Course Description -- GRAPH THEORY - Math 423 -- Spring 2010

Instructor: Louis H. Kauffman

Office: 533 SEO

Phone: (312) 996-3066

E-mail: kauffman@uic.edu

Web page: http://www.math.uic.edu/~kauffman

Text Book: "Graph Theory with Applications" by Bondy and Murty

Graph Theory MCS-423 meets at 10AM in Adams Hall 302 on MWF in the Spring Term of 2010. Math 215 is a sufficient prerequisite for the course. The course covers basic concepts of graph theory including Eulerian and Hamiltonian cycles, trees, colorings, connectivity, shortest paths, minimum spanning trees, network flows, bipartite matching, planar graphs. We will also look at a bit of graph theoretic topology and knot theory. See Bondy and Murty. The book "Graph Theory with Applications" by Bondy and Murty will be used for the course. The book is freely available on the web at the above link.

There will be one hour exam, one problem set and one final exam. Homework is collected each week and graded. Your homework record will help in deciding your final grade in the course.

Keep watching this webpage for problems and notes related to the course.

See ASSIGNMENTS. This is a list of all problems assigned in the SPRING 2010 course.

See Problem Set. This Problem Set is due on April 30, 2010.

See Solutions. Solutions to the above problem set.

See Class Notes #2. Class Notes relevant to the above Problem Set. Euler Formulas for Surfaces both orientable and non-orientable. (In the exercise about surfaces, I meant to write "S = Surface depicted with a disk glued to the boundary." Please solve with that in mind.)Penrose coloring formula.

FINAL EXAM - Friday, May 7, 2010. FROM 10:30AM to 12:30AM in Adams Hall, Room 302.

See Final Exam. The final exam.

See Final Solutions. Solutions to the final exam. There is a misprint on page 5. The recursion relation should be A^(k+4) = 5 A^(k+2) + 4 A^(k+1), and similarly with the indices.

WARNING: In Exercise 2.4.2, the suggestion in the book on page 228 is WRONG! The correct recursion formula is W(n+1) = 4(W(n) - W(n-1)) + W(n-2). The sequence starts: 1, 5, 16, 45, 121, 320, 841, 2205, 5776, 15125, 39601, 103680, 271441, 710645,... You may enjoy looking this up in the Online Encyclopedia of Integer Sequences. Note that you are still responsible for organizing your own recursive procedure for this problem.

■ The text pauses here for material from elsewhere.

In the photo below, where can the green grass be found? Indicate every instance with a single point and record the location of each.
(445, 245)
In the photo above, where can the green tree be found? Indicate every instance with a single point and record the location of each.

See Color Theorems. This is a survey article about coloring theorems, including a sketch of the computer approach to the four color theorem. The article is from a now out of print magazine called "Manifold".

See Surfaces. The Wikipedia entry on surfaces. In this, please also look at the link to "Conway's Zip Proof" of the classification of surfaces.

See Cayley Graphs. A Chapter from the book "Contemporary Abstract Algebra" by Joseph Gallian about the Cayley Digraphs of Groups.

See Crossing Number. Webnotes about the crossing number of a graph. Useful for the homework due March 31.

See Class Notes #1. Class Notes for Week of February 1- 5, 2010.

See Diagrammatic Matrix Algebra for notes on matrix algebra and diagrams. This file will modified during the course.

See Linear Equations and Feedback for notes on diagramming systems of linear equations as systems with feedback associated with an input-output graph (Mason's Rule for Linear Systems).

See Electrical Graphs for an exposition of how to solve for conductance in a graphical network, and then see Matrix Tree Theorem for a proof that the Kirchoff matrix enumerates spanning trees in a graph. For more about electrical graphs and topology of knots and links see Electrical Knots for a graphical approach to knots that relates topology to conductance. See Wang Algebra for a clever approach to graphs and spanning trees. See Wang Algebra Progam for a Mathematica program that calculates the spanning trees in a graph via the Wang algebra. See Electricity for an exposition by Duffin of the application of Wang algegra to the calculation of electrical conductance. See Duffin for Duffin's long and intetersting article on this subject.

See KELLEY Excerpt on basic mathematics from book by John Kelley, part of the telvision course "Continental Classroon" that Kelley gave in 1960. This excerpt is useful for reviewing basics about numbers, the concept of a group and the basics of set theory.

See Konigsberg Bridges. This is a link to a website about the Konigsberg Bridge problem and Euler's work.

See Group Theory. This is a link to the Wikipedia entry on group theory.

See AutWiki and AutWolfram. These are links to information about automorphisms of graphs.

See Matrix Algebra. This is a link to an article on the history of matrix algebra that ends with a concise introduction to matrices.

See Adjoint Matrix. This is a link to the Wikipedia entry on Adjoint Matrix and the formula for matrix inverses.

See EigenValues. This is a link to the Wikipedia entry on eigenvalues.

See GoodWill Hunting. This is a link to a webpage devoted to a graph theory problem that was in the movie "Good Will Hunting".